As for the rest, I'm not sure exactly what you want them to do about it right now. You have a case open, they'll review it, assess damage done, and move on. You're already comfortable that you won't be liable for the charge, so you already have pretty much the best possible outcome here, unless you're hoping they'll deploy a special ops team to the bad guy's house to take the $3000 worth of stuff back and haul him off to hacker jail. Not for $3,000 they won't; they've already baked losses like that into the cost of doing business. Depending on where it was sold to, there may even be absolutely nothing illegal about what they did, and thus no action can be taken against them.
Thanks for the replies. What I want from Dell is to NOT take 30-60 days to appoint an investigator so that they can correct my credit reports.They either have such poor security that they inivite fraud or they don't care enough about their customers to hire sufficient personnel to deal with what apparently are an overabudance of security breeches.

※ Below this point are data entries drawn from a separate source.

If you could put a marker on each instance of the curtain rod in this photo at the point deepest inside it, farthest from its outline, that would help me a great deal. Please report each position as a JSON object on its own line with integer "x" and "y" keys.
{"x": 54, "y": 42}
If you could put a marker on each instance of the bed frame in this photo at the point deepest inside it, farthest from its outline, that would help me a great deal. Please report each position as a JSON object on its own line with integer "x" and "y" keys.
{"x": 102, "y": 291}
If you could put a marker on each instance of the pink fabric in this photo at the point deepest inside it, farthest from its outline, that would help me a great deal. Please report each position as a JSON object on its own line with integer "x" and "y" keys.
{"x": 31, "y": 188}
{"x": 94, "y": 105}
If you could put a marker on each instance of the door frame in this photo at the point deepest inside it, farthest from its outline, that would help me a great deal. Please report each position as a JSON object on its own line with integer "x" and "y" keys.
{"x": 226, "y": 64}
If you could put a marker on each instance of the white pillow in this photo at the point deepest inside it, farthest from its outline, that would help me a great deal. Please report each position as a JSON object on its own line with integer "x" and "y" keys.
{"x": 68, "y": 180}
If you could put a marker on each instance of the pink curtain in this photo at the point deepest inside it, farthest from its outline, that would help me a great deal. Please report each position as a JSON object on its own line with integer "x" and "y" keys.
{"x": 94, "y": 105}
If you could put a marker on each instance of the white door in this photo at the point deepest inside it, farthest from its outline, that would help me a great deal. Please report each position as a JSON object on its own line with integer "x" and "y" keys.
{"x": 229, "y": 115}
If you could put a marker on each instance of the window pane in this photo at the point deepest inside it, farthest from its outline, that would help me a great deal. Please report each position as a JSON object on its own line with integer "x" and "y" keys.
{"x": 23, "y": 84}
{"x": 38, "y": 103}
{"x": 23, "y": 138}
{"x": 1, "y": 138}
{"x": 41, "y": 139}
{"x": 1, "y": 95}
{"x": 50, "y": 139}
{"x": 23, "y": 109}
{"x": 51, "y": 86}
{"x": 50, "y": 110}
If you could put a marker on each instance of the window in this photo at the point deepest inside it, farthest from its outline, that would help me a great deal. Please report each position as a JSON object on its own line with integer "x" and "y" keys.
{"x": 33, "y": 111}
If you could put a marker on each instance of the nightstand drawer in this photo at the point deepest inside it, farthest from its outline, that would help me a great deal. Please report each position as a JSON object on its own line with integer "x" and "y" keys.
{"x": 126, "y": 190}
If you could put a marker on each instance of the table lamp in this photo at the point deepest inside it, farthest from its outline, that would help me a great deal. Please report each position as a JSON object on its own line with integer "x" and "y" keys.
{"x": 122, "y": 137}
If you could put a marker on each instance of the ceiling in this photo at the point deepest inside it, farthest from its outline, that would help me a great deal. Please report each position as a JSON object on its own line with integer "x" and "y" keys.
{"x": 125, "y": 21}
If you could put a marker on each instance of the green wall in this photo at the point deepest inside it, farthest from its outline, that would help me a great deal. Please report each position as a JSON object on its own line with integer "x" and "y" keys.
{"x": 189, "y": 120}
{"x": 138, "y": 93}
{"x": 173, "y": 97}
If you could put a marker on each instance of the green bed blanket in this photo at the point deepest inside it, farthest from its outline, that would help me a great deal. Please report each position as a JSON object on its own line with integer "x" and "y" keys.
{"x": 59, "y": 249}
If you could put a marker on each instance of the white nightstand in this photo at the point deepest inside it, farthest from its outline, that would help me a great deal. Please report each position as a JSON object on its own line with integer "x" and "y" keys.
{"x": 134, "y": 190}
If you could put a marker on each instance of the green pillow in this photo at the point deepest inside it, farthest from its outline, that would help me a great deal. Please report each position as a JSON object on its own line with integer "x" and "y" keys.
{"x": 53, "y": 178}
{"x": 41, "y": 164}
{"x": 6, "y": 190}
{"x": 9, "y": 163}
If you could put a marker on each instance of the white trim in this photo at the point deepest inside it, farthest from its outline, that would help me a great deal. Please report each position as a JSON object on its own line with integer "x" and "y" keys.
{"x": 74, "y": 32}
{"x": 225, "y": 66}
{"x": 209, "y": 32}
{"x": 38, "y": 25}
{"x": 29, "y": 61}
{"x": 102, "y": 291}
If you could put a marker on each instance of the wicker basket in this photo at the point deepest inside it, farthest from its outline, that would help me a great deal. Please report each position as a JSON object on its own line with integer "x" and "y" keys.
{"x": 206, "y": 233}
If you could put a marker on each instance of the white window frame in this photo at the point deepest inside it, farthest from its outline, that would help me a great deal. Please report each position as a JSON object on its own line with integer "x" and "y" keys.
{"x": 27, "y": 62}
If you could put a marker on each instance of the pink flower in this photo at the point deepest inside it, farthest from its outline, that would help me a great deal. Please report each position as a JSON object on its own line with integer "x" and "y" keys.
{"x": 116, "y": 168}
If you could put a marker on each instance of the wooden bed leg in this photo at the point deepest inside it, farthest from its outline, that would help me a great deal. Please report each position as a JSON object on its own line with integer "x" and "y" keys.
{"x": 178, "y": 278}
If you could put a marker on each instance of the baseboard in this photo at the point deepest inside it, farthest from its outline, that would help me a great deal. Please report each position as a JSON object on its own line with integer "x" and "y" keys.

Dell is an awful awful company to deal with when something goes wrong. I have avoided getting started with them on my laptop I bought in December that runs ridiculously high temps (as in 99C thermal throttle point temps) because I know how they are. What you should do is take the letter from them that they are investigating, contact the CRAs and submit that documentation so they can mark the account as in dispute and remove it from FICO scoring calculations. That will give Dell time to get their act together and protect your credit in the process.
Best of luck, I don't envy you having to deal with Dell.
Thanks. They did not mention any kind of letter that I can use with the credit bureaus I'll look into that.